Howard's leading developers, meanwhile, contend that the rezoning amounts to a "no-growth" plan, a proposal that sets aside a mere 2,500 acres to new industry and allows for the construction of only 7,000 new housing units over the next two decades.

"The bottom line on this plan is no growth," said W. Patrick McCuan, the chairman of the board of The KSM Group, a Columbia-based developer of residential, industrial and commercial building. KSM, with $40 million in projects annually, is a leading competitor with the The Rouse Co., Columbia's other large development firm.

"Howard County is so strategically located, its potential so high . . . that it's a failure to allow only 7,000 new units over the next 20 years," said McCuan. "Why, in the '70s, 2,000 units were being built every year in Howard."

McCuan charged that one planned zoning designation--a category called DR-2, allowing two detached housing units per acre--would make construction of affordable housing in the county virtually impossible. "The county doesn't understand that in today's market, duplexes, town houses and other attached units may be the only housing that people can afford," he said. "Our hands would be tied."

McNamara, however, said the DR-2 category--and the similar DR-3 category with its eight-unit option--would give developers more flexibility in designing subdivisions.
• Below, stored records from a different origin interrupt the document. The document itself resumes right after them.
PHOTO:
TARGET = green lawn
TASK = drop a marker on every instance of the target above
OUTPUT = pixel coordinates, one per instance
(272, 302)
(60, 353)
Both designations would relax lot-size requirements, allowing housing to be built around common open space instead of along conventional subdivision patterns.

Such concentrated housing "would save developers on road construction and utility costs," McNamara said. "A developer could shave the cost of a house, pass the savings on to home buyers."
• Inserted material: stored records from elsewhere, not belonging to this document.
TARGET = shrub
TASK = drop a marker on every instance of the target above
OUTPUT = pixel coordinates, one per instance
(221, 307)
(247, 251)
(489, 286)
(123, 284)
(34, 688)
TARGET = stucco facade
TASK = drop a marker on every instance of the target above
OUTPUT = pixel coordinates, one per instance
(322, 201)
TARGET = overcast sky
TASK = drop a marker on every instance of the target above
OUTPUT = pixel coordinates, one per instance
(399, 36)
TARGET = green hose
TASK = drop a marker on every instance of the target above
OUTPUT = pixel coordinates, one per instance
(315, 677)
Some community groups, meanwhile, argue that the new residential designations--DR-2, DR-8 and a category for garden apartments--will open the door to high-density housing in or near neighborhoods of half-acre or acre-sized lots. "The whole face of the county is facing major changes," said Judy Rivkin, an Ellicott City resident and president of the Howard County Community Association, a coalition of 10 civic groups.

Rivkin and other community leaders also said another new category allowing "floating zones" of attached housing on sites of at least 25 acres deviates too widely from the general plan Howard adopted last year.

"Floating zones give developers complete discretion on where to locate such housing," said Bob Solem, a Defense Department employe long active in local zoning controversies. "There aren't any tight controls over a zone like that--except that the site be a minimum of 25 acres."

Planning officials thus far have recommended no land as future "floating zones," McNamara noted. "The general plan says, 'Thou shalt not change zoning in stable areas,' " he said. "If the floating zone is ever approved, it would be in the nature of a special exception.

"A developer would have to prove that his project was compatible with the surrounding neighborhood."

If opponents in the three-sided debate over Howard's future land use agree on nothing else, they all regard theirs as a county at a crossroads.

"I have sympathy with people who live here," said McNamara, who worked as a planner in York County, Va., "and can understand their wish to see as little change as possible. But it's irrational to expect no growth in an area like Howard."